In the aftermath of the November presidential election, election integrity has been at the forefront of political discussions and the subject of a number of bills introduced in state legislatures across the country.

Last year, I filed and passed the Tennessee Election Integrity Act, which now requires: (1) local election commissions to create unique, non-visible and non-reproducible watermarks on all paper absentee ballots in an effort to deter and detect fraud; and (2) funding used by state and local election officials and commissions from nongovernmental entities to be approved by the Speaker of the House, Speaker of the Senate and Secretary of State (which makes it much more difficult for those in big tech such as Zuckerberg and corporate America to funnel dark money to fund election processes in Tennessee).

This year, I have filed a new election integrity measure, House Bill 1662, which:

1. Calls for the use of paper ballots instead of voting machines, and would require such ballots to have a non-visible, non-producible security feature such as a watermark, fluorescence or digital hologram changed from election to election to prevent fraudulent duplication; and

2. Permits poll watchers to take video of proceedings at polling locations throughout Tennessee.

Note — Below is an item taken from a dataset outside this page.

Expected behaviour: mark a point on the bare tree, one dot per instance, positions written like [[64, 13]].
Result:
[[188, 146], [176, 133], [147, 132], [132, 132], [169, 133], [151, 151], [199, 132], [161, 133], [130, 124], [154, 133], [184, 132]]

Election reform is a national priority. This is not about voter suppression, but rather about ensuring that not only is every eligible citizen able to vote, but also their vote is not stolen or diluted by fraud. We need a fair and secure election process that restores and inspires the utmost confidence by voters and this legislation is another step in the right direction to get us there.

“Before filing this legislation, I polled my constituents as I usually do. Improving election integrity was ranked the third most important issue among my constituents (just behind eliminating COVID mandates and preserving Second Amendment rights). Moreover, 66% of my constituents stated that they believe paper ballots would help improve election security.

All electronic voting machines are subject to fraud, manipulation, outright hacking and computer errors. Indeed, in the aftermath of the 2020 presidential election, there were numerous affidavits by electronic espionage experts attesting to the occurrence of electronic vote manipulation. There were even vote checkers who literally saw computer screens change votes from Donald Trump to Joe Biden.

Moreover, when voting is done on electronic screens and the vote is recorded electronically, it is virtually impossible to tell if fraud occurs if there is no paper trail for auditing purposes. Paper ballots would not only allow for accurate vote counts and limit electronic manipulation, but also leave a paper trail to recheck votes.

Essentially, paper ballots are mission critical for the end result of an election to be verified. They provide an irrefutable trail of accountability that no other form of election management offers.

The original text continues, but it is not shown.